What’s perhaps most interesting about this event in recent church history is that it didn’t immediately become the worldwide celebration that we recognize it as today - the National Council of Churches didn’t even recognize or endorse it until 1940. As Dr. Kerr’s son, Dr. Donald Craig Kerr, shared in an interview for the Presbyterian Outlook magazine, “The concept spread very slowly at the start. People did not give it a whole lot of thought. It was during the Second World War that the spirit caught hold, because we were trying to hold the world together. World Wide Communion symbolized the effort to hold things together, in a spiritual sense.”
It wasn’t a major ecumenical conference; it didn’t start as a joint declaration from the major heads of the church; it started as a service of unity to bring different churches together, to point to the importance of the church of Jesus Christ, and to emphasize the connections that each congregation has with the other as members of Christ’s body. In other words, it was the church doing what it is supposed to do, especially as we gather together to celebrate the sacrament of Communion. It was the church acting in humility, as slaves to Christ together.

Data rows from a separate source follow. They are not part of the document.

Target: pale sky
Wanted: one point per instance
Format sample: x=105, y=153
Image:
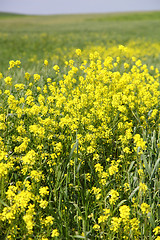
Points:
x=76, y=6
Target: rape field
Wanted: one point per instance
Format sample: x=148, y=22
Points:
x=80, y=127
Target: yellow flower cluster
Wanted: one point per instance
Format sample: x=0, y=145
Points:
x=74, y=142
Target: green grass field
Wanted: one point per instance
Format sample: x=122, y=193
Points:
x=80, y=127
x=22, y=37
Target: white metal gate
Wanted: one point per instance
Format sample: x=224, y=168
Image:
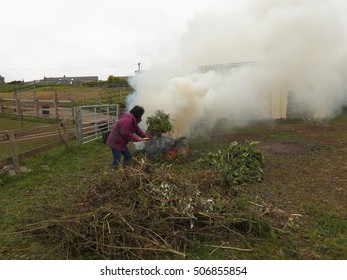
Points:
x=94, y=121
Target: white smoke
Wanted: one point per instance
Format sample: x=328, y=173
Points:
x=299, y=46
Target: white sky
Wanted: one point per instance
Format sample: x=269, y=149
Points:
x=99, y=38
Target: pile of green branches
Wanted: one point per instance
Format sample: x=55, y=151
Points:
x=159, y=123
x=240, y=163
x=147, y=212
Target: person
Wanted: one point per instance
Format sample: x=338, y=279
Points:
x=123, y=132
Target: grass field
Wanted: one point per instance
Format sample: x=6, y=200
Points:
x=302, y=197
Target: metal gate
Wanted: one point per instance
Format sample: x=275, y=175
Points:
x=94, y=122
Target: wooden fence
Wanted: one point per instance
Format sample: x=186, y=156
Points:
x=60, y=104
x=58, y=133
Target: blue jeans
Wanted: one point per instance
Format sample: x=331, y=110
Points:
x=117, y=156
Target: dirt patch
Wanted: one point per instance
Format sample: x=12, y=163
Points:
x=264, y=145
x=281, y=148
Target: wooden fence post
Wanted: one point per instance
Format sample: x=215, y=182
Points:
x=56, y=105
x=73, y=109
x=14, y=152
x=15, y=97
x=78, y=125
x=65, y=137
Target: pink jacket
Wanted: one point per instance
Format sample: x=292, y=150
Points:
x=123, y=131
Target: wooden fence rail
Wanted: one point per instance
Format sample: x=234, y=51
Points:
x=60, y=133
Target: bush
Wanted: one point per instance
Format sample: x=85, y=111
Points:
x=158, y=124
x=241, y=163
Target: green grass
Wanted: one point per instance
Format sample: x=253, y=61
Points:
x=310, y=184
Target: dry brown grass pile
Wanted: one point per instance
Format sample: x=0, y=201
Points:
x=147, y=212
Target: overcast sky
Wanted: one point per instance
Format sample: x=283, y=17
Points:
x=83, y=37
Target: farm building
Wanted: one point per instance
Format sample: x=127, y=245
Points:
x=67, y=80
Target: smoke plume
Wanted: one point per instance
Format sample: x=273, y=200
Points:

And out of that tiny mustard seed of simple, humble faith, we now come together on the 80th celebration of this World Communion Sunday, remembering that we are One body, One faith, and One in the Spirit of Christ. We come together, in the midst of a world that doesn’t seem to have changed all that much from the world of 1933; our government is deadlocked in argument to the point of shutdown, our economy uncertain, and we fight one war while we consider the thought of another. We come together amidst fear, anxiety, mistrust, and pessimism. We come together on this Sunday as a church affected by the same disease, split in hairline divisions over wordings and rulings, practices and polities, split even over the way we celebrate Communion or Baptism - a church that struggles with the very notion of unity... yet we come together on this day to remember that unity we have in Christ - the only unity that matters. Because in the midst of all this brokenness, our confession still remains: Christ is still on His throne. Christ is still bigger - bigger than state, bigger than nation, bigger than government. Christ is bigger than any of our arguments or differences, bigger than any disease, famine, or drought - bigger than the destruction of war, bigger than death itself. And it is at Christ’s table that we come together to partake of this holy meal, brothers and sisters all, one bread, one body, one Lord of all, sharing in one cup of blessing together, remembering that in Christ we are one holy, universal Church held together by his body and blood, shed for us. Now to the One who by the power at work within us is able to do far more abundantly than all we can ask or imagine, to God be the glory in the church and in Christ Jesus to all generations, forever and ever. Amen.